Operating system page faults If the system is executing operating system code and the next code address is not in memory, the system will issue an operating system page fault interrupt to retrieve the next code address from the disk. For a code address fault, the transfer of the code data goes from the disk to memory, requiring a single physical I/O to complete.

Application code page faults If the system is executing any other code and the next code page is not in memory, the system will issue a page fault interrupt to retrieve the next code page from the disk. For these page faults, the transfer of the code data goes from the disk to memory, requiring a single physical I/O to complete.

Page fault swap In the case of a data page that has been modified (known as a "dirty" page), a two-step page fault known as a page fault swap is used, causing the system not only to retrieve the new data from the disk, but also to write the current data in memory out to the disk. This two-step page fault requires two physical I/Os to complete, but it will ensure that any changed data is saved. If swapping occurs often enough, it can be the single most damaging factor in response time. Remember that page fault transfers occur in whole pages, even if only a few bytes are actually needed. Page fault swaps take more time than page faults because they incur twice as many physical I/Os. For this reason, you should minimize the number of page fault swaps in your system.

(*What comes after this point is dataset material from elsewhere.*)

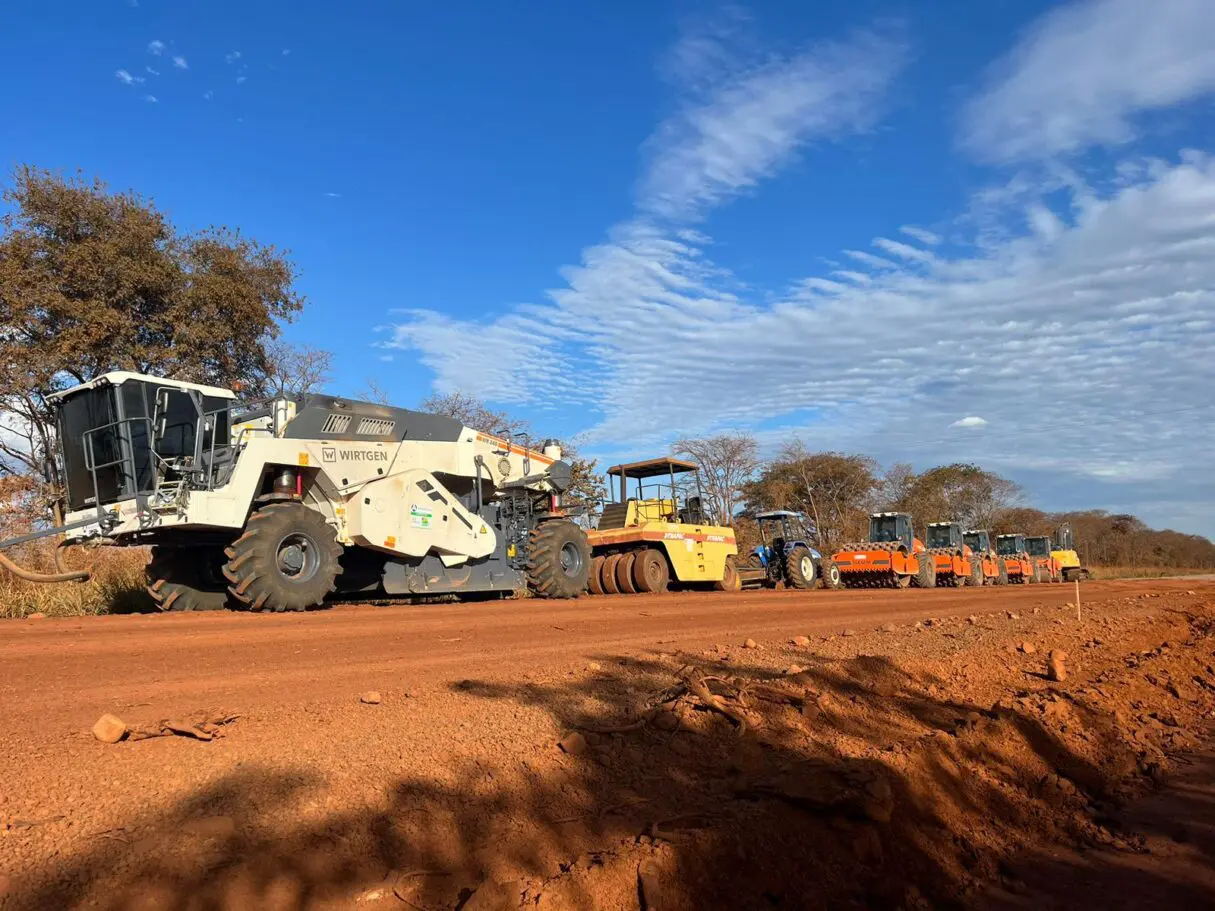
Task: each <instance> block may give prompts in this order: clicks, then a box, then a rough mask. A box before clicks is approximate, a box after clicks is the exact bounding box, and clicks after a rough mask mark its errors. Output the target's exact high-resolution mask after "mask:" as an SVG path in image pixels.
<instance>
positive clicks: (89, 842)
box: [6, 653, 1213, 911]
mask: <svg viewBox="0 0 1215 911" xmlns="http://www.w3.org/2000/svg"><path fill="white" fill-rule="evenodd" d="M802 658H803V660H804V653H803V656H802ZM597 662H598V663H599V666H600V669H599V670H597V672H594V673H593V674H590V675H589V677H586V678H582V679H571V680H567V681H563V683H560V684H555V685H542V684H524V685H519V686H503V685H501V684H495V683H490V681H485V680H476V679H470V680H463V681H460V683H458V684H454V685H453V689H454V690H456V691H457V692H460V694H463V695H465V696H469V697H473V698H477V700H488V701H493V702H501V703H503V707H504V709H505V711H503V712H502V713H501V717H502V718H503V719H504V720H503V723H504V724H505V723H507V719H509V717H510V713H509V706H512V705H516V706H518V705H525V706H533V707H539V708H542V709H544V711H546V712H547V713H549V714H550V715H552V718H553V719H555V722H556V723H558V725H559V726H560V728H561V729H563V730H564V731H569V732H575V731H576V732H577V734H578V736H567V737H566V739H564V740H563V745H564V751H559V749H558V748H556V747H555V746H554V745H552V743H542V745H537V749H536V758H535V760H529V762H524V763H520V764H519V765H518V768H516V766H515V765H514V764H508V763H490V762H486V760H485V759H481V760H468V762H463V763H459V764H454V763H453V768H452V769H451V775H450V776H448V777H447V779H446V780H443V781H436V780H430V779H426V780H423V779H420V777H414V776H411V775H409V773H408V770H407V769H402V770H401V777H400V780H399V781H397V782H396V783H395V785H394V786H392V787H391V788H390V790H388V792H386V793H384V794H383V798H382V799H380V800H378V802H375V804H374V805H368V807H362V808H355V809H351V808H349V807H332V805H328V804H327V803H326V792H324V787H323V782H320V781H315V780H312V779H310V777H309V776H307V775H306V774H283V773H278V771H270V770H256V769H255V770H244V771H233V774H232V775H230V776H228V777H227V779H225V780H224V781H222V782H220V783H219V785H216V786H215V787H211V788H209V790H207V791H203V792H199V793H197V794H194V796H193V797H191V798H190V799H188V800H186V802H183V803H182V804H180V805H177V807H175V808H173V809H171V810H169V811H166V813H157V814H151V815H148V816H146V817H142V819H132V820H130V822H129V825H126V826H124V828H123V830H120V831H115V832H109V833H101V836H98V837H94V838H91V839H89V841H84V842H78V843H77V844H84V845H86V847H85V848H84V849H75V850H72V851H68V853H66V854H64V855H63V856H60V858H57V859H56V860H55V861H53V862H52V864H51V865H50V866H47V867H45V868H40V870H33V871H29V872H28V875H27V876H23V877H22V879H21V881H19V888H18V889H17V890H16V892H15V893H13V894H12V895H11V896H10V902H11V904H10V905H9V906H6V907H15V909H22V910H24V909H49V907H69V906H77V905H87V906H91V907H97V909H104V910H107V911H108V910H113V911H117V910H118V909H128V907H132V906H149V907H162V909H181V910H185V909H220V907H233V909H234V907H242V909H243V907H283V909H288V907H306V906H311V905H315V904H321V902H326V901H329V902H338V904H341V902H352V901H354V899H355V898H356V896H357V895H360V894H361V893H362V894H365V898H366V900H367V901H368V902H371V901H373V900H375V899H377V898H383V899H384V900H388V901H395V899H394V898H392V892H394V889H395V890H396V892H397V895H399V896H400V898H401V899H405V900H407V901H409V902H412V904H413V905H414V906H416V907H423V909H454V907H462V906H465V905H467V906H468V907H469V909H473V907H476V909H479V910H482V911H484V909H497V907H502V909H507V907H519V906H525V907H541V909H544V907H553V909H573V907H580V909H581V907H584V909H637V907H642V909H649V910H650V911H652V910H654V909H662V911H673V910H679V909H697V910H703V909H773V907H778V909H841V907H857V909H861V907H874V909H928V907H961V906H967V905H968V904H971V902H972V901H974V900H976V895H977V894H978V893H977V889H978V887H979V884H982V883H983V882H987V881H991V879H999V878H1000V876H1001V872H1008V868H1007V867H1006V865H1005V859H1006V858H1008V856H1010V855H1011V854H1013V853H1015V851H1017V850H1018V849H1021V848H1023V847H1025V845H1029V844H1033V843H1035V842H1039V841H1041V839H1064V841H1069V842H1072V843H1074V844H1095V843H1097V842H1098V841H1100V838H1098V837H1097V836H1098V834H1100V831H1101V830H1100V827H1098V826H1097V825H1095V822H1093V821H1092V819H1093V815H1096V813H1097V810H1095V809H1093V808H1095V807H1096V808H1100V807H1101V805H1102V802H1106V800H1113V799H1114V798H1113V797H1112V783H1113V781H1114V779H1113V777H1112V775H1121V774H1125V771H1128V769H1125V768H1123V766H1121V765H1118V764H1117V763H1115V764H1114V765H1113V766H1108V765H1103V766H1098V765H1096V764H1093V762H1091V760H1090V759H1087V758H1085V756H1081V754H1080V753H1079V752H1076V751H1075V749H1073V748H1070V747H1069V746H1068V743H1067V742H1064V740H1063V739H1062V737H1059V736H1058V735H1057V734H1056V731H1055V729H1053V728H1052V726H1051V725H1050V724H1047V723H1046V722H1045V720H1044V719H1042V718H1041V717H1039V714H1038V713H1036V712H1034V711H1030V709H1028V708H1018V707H1017V706H1016V705H1012V706H1005V705H998V706H996V707H981V706H973V705H966V703H962V702H954V701H949V700H945V698H940V697H937V696H933V695H929V694H936V692H943V691H945V689H946V686H945V683H944V681H943V680H938V679H932V678H922V677H921V678H912V677H910V675H909V674H906V673H905V672H904V670H902V669H900V668H899V667H898V666H895V664H893V663H891V662H889V661H888V660H886V658H881V657H871V656H861V657H858V658H853V660H840V661H833V660H815V661H814V663H813V666H812V667H810V668H808V669H806V670H804V672H802V673H797V674H793V675H786V677H781V675H775V674H773V672H772V670H770V669H765V668H759V667H740V666H738V664H736V663H729V664H725V663H716V662H712V661H700V662H699V663H697V666H696V668H695V669H694V670H690V672H689V670H684V672H683V673H682V674H680V669H679V662H678V661H676V660H669V658H662V657H656V658H654V660H645V661H637V660H632V658H623V657H617V656H600V657H598V658H597ZM689 681H690V683H689ZM700 688H702V689H703V690H705V691H707V692H708V697H707V698H706V697H702V696H697V695H695V692H694V690H696V689H700ZM679 689H683V692H682V694H679V695H678V696H676V697H674V698H669V697H671V696H672V694H673V692H676V691H677V690H679ZM714 702H716V703H719V705H714ZM1050 705H1055V703H1053V702H1051V703H1050ZM1067 711H1068V712H1070V713H1072V717H1070V720H1069V724H1072V725H1078V726H1081V728H1083V730H1084V731H1085V742H1086V743H1089V746H1091V747H1092V748H1093V749H1091V751H1086V752H1090V753H1092V752H1093V751H1095V752H1096V753H1108V754H1109V756H1115V757H1119V756H1125V754H1126V753H1128V751H1126V747H1125V746H1124V745H1123V743H1121V742H1120V741H1118V740H1117V736H1115V734H1114V732H1113V729H1112V726H1111V724H1109V722H1108V719H1107V718H1104V717H1103V715H1102V714H1101V713H1100V712H1097V711H1091V709H1089V708H1086V707H1085V706H1084V705H1083V703H1081V702H1080V701H1076V700H1069V701H1068V706H1067ZM643 719H644V723H639V720H643ZM744 728H745V730H742V729H744ZM740 731H741V734H740ZM369 748H374V746H371V747H369ZM1129 762H1130V769H1134V758H1131V759H1130V760H1129ZM1166 885H1169V884H1168V883H1163V882H1155V883H1154V882H1140V883H1136V885H1135V888H1136V889H1153V888H1165V887H1166ZM377 889H379V895H378V896H377V895H375V890H377ZM368 890H371V892H369V893H368ZM1170 895H1172V896H1174V900H1175V901H1176V902H1180V904H1175V905H1174V906H1188V907H1198V906H1209V902H1210V901H1211V899H1213V896H1211V895H1210V894H1200V893H1198V892H1185V893H1183V894H1181V895H1180V896H1179V894H1177V892H1176V889H1175V888H1174V890H1172V892H1170ZM482 902H484V904H482ZM360 906H362V905H360ZM368 906H369V907H375V905H374V904H369V905H368Z"/></svg>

When you are estimating the minimum memory requirement for a new system, always try to anticipate the total memory that you will need to process the workload by finding the memory specifications of all processes (including the operating system and database engines) that will run on your system. And don't forget about page faults. To maintain a system's memory, information about page fault activity should be collected and stored as part of the performance database. Predictive analysis should be performed on this data to project when you will require additional memory. A comfortable margin of available memory should be maintained for peak usage. When you are planning a system, try to maintain 5 to 10 percent additional memory over what is required for the processes that will be running.

NOTE
You cannot remove all page faulting from your system, but you can minimize it. You should add memory when you experience more than two page faults per second. Performance monitors (such as the counter for page faults per second) are described in the following section.